La croissance des salaires ralentit légèrement alors que les postes vacants continuent de diminuer
La croissance annuelle des salaires a continué de baisser au cours des trois mois précédant septembre, mais pas aussi vite que prévu, selon les statistiques officielles du marché du travail.
La croissance des salaires hors primes au Royaume-Uni s'est élevée à 4,8 % au cours du trimestre clos en septembre, en légère baisse par rapport aux 4,9 % du trimestre glissant précédent, selon les données de l'Office for National Statistics (ONS). Certains économistes s'attendaient à un chiffre de 4,7 %.
Les salaires incluant les primes ont augmenté de 4,3% en moyenne, en hausse sur les trois mois à août (3,9%).
Entre juillet et septembre 2024, le taux d'emploi est resté largement inchangé à 74,8 %, tandis que le chômage a augmenté à 4,3 %. L'inactivité économique a diminué à 21,8%.
Le nombre de postes vacants est tombé à son plus bas niveau depuis mai 2021, en baisse de 35 000 sur le trimestre pour atteindre 831 000 sur la période de trois mois se terminant en octobre.
Liz McKeown, directrice des statistiques économiques de l'ONS, a déclaré : « La croissance des salaires hors primes a encore ralenti ce mois-ci pour atteindre son taux le plus bas depuis plus de deux ans. La croissance des salaires, primes comprises, a augmenté, mais ces chiffres ont été affectés ces dernières années par les paiements ponctuels versés l'année dernière aux travailleurs du secteur public.»
Ben Harrison, directeur de la Work Foundation de l'Université de Lancaster, a déclaré : « Même si les niveaux d'emploi sont stables, cela masque le fait que des indicateurs clés tels que les postes vacants, les salaires et les maladies de longue durée sont bloqués à l'envers.

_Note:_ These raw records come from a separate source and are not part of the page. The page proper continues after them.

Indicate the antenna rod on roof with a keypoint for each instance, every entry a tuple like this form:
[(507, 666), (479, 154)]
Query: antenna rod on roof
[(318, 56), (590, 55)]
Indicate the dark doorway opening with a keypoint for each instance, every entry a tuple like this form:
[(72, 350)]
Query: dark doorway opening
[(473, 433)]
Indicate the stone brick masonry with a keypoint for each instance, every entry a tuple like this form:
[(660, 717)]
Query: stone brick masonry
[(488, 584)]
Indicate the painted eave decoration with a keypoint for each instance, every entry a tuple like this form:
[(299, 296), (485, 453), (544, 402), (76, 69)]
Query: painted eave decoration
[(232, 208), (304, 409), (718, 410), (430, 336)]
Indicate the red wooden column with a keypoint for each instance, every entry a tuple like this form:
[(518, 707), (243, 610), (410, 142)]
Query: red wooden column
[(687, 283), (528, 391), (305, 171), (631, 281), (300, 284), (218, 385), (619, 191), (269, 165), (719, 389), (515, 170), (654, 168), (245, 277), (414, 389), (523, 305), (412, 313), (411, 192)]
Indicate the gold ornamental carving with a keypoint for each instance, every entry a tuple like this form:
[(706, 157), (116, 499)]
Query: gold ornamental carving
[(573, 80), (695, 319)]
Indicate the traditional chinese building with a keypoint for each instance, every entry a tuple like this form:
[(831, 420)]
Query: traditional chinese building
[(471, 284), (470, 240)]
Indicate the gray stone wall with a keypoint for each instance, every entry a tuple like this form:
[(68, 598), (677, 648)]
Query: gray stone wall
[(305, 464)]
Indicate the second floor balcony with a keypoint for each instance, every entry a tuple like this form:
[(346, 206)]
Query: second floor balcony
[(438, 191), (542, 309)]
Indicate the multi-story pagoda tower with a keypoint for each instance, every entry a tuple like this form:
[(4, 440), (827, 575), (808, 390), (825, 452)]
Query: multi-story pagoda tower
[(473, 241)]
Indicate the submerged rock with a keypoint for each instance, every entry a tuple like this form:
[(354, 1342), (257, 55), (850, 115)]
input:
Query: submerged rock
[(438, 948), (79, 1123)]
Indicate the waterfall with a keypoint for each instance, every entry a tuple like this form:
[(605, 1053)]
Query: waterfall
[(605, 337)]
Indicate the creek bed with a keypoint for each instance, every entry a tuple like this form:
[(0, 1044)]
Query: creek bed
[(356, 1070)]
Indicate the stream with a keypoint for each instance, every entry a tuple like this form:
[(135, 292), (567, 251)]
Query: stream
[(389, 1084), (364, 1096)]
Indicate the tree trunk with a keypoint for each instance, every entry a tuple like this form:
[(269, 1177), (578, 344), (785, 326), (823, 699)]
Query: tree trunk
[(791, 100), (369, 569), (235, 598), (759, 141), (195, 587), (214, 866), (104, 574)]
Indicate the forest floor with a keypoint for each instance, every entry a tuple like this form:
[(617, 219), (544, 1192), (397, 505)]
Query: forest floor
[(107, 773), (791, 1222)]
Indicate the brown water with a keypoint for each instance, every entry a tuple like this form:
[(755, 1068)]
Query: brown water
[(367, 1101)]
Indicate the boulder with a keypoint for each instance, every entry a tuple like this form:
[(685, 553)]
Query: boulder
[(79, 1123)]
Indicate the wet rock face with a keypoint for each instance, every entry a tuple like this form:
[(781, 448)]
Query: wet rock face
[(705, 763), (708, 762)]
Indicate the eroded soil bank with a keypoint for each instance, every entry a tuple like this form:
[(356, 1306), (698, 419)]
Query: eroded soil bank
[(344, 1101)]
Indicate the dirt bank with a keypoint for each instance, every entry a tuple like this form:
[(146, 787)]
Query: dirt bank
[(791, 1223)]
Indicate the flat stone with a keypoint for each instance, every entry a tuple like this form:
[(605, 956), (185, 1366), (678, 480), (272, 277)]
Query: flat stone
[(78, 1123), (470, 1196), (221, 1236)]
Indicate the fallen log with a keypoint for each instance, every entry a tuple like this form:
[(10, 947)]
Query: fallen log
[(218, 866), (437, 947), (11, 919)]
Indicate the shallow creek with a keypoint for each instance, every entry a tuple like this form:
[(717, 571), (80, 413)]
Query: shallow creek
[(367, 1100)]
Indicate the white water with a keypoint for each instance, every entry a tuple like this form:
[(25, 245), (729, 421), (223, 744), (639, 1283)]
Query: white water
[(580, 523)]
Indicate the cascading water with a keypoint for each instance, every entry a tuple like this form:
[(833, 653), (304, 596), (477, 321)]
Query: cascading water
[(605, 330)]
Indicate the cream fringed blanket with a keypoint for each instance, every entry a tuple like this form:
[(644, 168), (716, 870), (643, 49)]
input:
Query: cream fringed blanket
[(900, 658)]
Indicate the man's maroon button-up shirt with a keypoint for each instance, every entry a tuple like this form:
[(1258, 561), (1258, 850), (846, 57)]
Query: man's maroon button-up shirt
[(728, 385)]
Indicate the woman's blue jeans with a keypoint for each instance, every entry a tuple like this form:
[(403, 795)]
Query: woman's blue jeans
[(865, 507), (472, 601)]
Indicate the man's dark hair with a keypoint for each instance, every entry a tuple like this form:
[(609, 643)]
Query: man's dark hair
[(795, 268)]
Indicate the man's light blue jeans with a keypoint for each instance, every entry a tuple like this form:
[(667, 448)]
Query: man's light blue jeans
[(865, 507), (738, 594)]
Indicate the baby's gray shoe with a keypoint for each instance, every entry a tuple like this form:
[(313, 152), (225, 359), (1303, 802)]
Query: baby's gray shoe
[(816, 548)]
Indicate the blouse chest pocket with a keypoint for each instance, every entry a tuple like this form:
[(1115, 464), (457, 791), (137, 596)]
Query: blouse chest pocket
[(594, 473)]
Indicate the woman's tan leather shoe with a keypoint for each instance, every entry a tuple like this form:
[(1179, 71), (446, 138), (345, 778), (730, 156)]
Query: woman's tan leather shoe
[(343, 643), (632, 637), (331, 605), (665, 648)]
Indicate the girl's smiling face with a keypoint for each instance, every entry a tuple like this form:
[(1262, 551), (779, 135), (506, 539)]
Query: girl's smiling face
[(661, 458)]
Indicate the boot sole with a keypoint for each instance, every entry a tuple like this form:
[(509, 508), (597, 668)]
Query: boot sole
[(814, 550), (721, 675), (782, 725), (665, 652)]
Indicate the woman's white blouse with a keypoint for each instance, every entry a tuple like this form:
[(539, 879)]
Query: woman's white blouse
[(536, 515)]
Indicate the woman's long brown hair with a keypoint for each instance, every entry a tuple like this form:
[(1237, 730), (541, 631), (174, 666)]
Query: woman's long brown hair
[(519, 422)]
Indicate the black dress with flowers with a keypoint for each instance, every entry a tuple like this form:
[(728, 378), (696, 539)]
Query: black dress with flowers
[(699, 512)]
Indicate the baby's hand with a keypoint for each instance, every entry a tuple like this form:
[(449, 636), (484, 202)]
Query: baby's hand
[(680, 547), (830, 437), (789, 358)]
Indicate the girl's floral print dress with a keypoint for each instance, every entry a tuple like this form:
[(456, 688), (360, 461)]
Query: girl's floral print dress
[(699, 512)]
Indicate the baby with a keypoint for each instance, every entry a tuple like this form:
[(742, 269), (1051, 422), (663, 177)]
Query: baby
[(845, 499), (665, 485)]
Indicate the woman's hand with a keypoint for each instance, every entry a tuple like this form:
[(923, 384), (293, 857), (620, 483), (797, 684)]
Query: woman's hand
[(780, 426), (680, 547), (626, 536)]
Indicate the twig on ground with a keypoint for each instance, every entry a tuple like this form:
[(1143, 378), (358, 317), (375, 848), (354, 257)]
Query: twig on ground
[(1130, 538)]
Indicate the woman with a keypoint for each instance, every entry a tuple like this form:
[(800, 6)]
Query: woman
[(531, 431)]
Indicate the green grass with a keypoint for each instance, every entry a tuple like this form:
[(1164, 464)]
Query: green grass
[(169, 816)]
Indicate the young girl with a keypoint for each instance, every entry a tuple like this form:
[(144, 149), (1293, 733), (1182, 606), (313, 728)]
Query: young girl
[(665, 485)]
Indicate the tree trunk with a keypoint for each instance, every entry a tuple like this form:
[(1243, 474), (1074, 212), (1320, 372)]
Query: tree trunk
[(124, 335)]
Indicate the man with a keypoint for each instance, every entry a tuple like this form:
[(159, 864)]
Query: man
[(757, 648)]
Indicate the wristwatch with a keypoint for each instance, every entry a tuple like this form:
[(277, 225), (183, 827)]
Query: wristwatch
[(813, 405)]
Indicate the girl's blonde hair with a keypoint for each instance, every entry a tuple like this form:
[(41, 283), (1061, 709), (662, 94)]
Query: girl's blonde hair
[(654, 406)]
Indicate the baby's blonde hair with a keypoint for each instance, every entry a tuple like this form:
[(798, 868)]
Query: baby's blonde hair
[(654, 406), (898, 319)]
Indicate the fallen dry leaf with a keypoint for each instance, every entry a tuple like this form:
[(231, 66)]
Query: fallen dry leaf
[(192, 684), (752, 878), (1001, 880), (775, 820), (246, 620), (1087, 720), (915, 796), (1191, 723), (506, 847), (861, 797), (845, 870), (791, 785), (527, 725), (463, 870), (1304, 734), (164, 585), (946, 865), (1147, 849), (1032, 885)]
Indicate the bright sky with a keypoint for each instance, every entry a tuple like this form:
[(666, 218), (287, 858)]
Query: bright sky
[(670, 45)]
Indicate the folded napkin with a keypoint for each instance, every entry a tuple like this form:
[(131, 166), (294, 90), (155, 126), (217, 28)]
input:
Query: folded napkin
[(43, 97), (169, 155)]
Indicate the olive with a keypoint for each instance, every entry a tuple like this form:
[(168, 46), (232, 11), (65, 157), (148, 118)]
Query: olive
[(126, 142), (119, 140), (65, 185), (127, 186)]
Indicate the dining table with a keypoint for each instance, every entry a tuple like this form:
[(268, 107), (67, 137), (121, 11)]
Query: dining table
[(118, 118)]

« Les postes vacants ont diminué pour le 28e mois consécutif, mais restent 35 000 au-dessus des niveaux d’avant la pandémie. Avec les récentes hausses des cotisations patronales d’assurance nationale et du salaire minimum qui entreront bientôt en vigueur, nous pourrions assister à un nouveau refroidissement du marché du travail, car certains employeurs n’auront pas confiance en l’idée d’embaucher davantage de personnes à mesure que leurs frais généraux augmenteront.
Inquiétude croissante
Matthew Percival, directeur de l'avenir du travail et des compétences au CBI, a déclaré : « Le marché du travail continue de se diviser avec des signes d'affaiblissement des intentions d'embauche des employeurs en même temps qu'une baisse bienvenue de l'inactivité. Ces chiffres s'inscrivent dans un contexte d'inquiétude croissante quant à la spirale des coûts de l'emploi, qui devrait augmenter suite à l'augmentation des cotisations d'assurance nationale (NIC) du mois dernier, au projet de loi sur les droits en matière d'emploi et à la dernière augmentation du salaire vital national.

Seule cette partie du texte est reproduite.